As to getting the files onto Smashwords and/or Amazon, you can do that, following all the directions, or you can let your book shepherd/formatting vendor (if you have one) do it.

You may or may not want an ISBN, depending on whether you go with Amazon’s “expanded distribution” program or not. If you do want bookstores and libraries to be able to order your book from a catalog, you will need one assigned by Amazon. Amazon will show up as your publisher there, as well.

Audiobooks:

I know nothing about this. My books are doorstoppers, I don’t have the money to pay good voices, and I sound like a 12-year-old redneck who ate a dictionary, so I can’t do it myself.

ISBNs

If you plan to publish more than one book in more than one format, I suggest getting an account with Bowker and purchasing a block of 10. It’s expensive and I’ve always been pissy about it, especially since other countries give them away for free. But yay capitalism. By using your own ISBN, you can be shown as the publisher. I believe Amazon now has the option of expanded distribution for those who have their own ISBNs, but I haven’t checked. I have an alternate method because I was forced to start out as a publishing company.

Last …

MARKETING

Yeah, about that …[8]


[1] What I want is to sit on my ass in a lovely home I don’t have to clean so I can spend my time writing or reading and codding around on the internet, not having to worry about money. I want to travel well and when I am doing none of the above, I want to play golf (yes really). But no self-respecting libertarian likes to admit they just want to be aimless with no money worries.

Cods & Cuntes

Cods & Cuntes

[2] You know that point in a job you hate when you’re calling in all the time because you hate it but you haven’t yet figured out that you should probably just quit? But you don’t? Because you’re kind of afraid to because you don’t have another gig lined up yet? No? Just me?

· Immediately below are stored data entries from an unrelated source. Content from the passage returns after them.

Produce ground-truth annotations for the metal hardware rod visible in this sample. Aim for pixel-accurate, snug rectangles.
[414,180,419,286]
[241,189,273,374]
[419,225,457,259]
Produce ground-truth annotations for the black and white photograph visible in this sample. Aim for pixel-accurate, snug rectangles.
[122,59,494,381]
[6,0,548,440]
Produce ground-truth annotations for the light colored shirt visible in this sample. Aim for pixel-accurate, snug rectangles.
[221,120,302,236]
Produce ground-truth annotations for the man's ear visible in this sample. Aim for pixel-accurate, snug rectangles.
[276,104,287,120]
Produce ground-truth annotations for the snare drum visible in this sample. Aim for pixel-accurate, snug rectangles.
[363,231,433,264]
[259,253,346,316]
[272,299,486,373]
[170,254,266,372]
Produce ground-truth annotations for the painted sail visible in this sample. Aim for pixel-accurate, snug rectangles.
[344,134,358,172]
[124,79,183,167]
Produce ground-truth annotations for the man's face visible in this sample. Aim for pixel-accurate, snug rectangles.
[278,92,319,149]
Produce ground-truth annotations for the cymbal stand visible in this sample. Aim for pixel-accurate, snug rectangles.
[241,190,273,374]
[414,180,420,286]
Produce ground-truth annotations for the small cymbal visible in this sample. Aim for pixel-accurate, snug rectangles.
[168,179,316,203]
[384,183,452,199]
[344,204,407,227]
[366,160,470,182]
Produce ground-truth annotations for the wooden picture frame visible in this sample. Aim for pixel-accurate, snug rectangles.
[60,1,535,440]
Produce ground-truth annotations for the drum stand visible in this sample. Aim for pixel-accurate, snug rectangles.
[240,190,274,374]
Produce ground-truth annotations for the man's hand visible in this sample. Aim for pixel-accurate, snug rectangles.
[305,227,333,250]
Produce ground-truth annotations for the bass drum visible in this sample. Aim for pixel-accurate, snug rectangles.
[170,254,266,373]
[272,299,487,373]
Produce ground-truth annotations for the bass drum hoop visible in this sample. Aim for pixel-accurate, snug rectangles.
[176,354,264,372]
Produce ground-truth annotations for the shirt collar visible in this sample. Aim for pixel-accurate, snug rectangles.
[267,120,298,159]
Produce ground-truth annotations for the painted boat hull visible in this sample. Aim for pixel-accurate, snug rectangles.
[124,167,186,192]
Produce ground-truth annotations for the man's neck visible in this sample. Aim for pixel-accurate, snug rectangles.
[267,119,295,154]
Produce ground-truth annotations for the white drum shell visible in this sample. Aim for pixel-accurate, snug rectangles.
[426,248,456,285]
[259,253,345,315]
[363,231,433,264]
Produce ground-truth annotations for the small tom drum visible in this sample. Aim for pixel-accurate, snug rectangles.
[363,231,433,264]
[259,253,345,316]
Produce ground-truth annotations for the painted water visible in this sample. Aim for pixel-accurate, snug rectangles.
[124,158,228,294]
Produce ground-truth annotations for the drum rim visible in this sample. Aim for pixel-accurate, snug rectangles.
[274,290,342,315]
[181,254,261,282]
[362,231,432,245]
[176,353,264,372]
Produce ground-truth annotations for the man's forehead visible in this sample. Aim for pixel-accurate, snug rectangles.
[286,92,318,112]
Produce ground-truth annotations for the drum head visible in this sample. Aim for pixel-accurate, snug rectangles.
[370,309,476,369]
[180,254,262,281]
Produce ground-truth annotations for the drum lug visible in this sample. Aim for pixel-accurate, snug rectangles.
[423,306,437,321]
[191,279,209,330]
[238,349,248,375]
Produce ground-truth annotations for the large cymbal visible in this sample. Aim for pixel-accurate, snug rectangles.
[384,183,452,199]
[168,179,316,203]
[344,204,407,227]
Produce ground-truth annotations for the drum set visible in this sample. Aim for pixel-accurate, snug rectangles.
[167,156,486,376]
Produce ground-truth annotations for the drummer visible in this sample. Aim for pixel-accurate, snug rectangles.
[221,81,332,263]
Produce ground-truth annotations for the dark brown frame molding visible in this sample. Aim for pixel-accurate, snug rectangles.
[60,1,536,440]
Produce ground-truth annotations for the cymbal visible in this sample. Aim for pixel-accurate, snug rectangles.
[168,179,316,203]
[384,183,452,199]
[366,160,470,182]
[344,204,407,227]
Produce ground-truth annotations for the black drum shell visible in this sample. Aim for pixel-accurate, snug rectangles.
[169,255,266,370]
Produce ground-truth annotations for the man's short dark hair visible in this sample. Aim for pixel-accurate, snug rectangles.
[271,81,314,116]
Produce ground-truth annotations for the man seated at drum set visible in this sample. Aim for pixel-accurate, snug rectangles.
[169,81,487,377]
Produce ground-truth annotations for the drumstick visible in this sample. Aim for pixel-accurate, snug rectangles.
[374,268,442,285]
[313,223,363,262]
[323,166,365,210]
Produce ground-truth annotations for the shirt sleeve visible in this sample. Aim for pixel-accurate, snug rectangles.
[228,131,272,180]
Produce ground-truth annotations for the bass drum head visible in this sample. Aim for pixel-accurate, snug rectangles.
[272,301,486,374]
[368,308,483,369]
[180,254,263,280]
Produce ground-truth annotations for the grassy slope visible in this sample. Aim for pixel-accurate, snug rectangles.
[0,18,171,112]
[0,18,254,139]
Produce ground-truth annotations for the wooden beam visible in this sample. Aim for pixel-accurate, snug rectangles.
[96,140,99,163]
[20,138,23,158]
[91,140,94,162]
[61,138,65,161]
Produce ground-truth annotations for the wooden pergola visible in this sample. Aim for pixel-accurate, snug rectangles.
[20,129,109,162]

[3] You will not be able to get yourself into a bookstore, Walmart, Costco, Sam’s Club, Target, grocery stores, truck stops, or airports. You might be able to get yourself into libraries. Fortunately, that may not make much difference.

[4] Please do not ask me how to do this. If I knew how, I would be sitting on my ass in a nice house I don’t have to clean heckling you lot before hitting the links.

[5] At the moment, I’m struggling with the pivotal scene in Cods & Cuntes when the heroine gets out of the friendzone. I have two different scenes written, they’re both good, and I can’t choose between them. That’ll be up to Mr. Mojeaux.

[6] I wasn’t too embarrassed until a friend said, “I am amused by your creative use of verbs.” I dun fucked up.

[7] My next post will be more how-to.

[8] I’ve resolved to market the hell out of Cods & Cuntes. It’s a popular trope in a popular time period in a popular area of the world. It’s an easy read with little philosophizing and a simple conflict and, if I may say so myself, it is a rockin’ good time.


A note: This process is very simple to me. No matter how disoriented a potential client is, I can always figure out what they need and guide them in the simplest language possible. This may not be enough information for you and it may be I structured the post awkwardly, but I’m at 2,200 words. If there are many questions in the comments, I’ll do a followup QA post.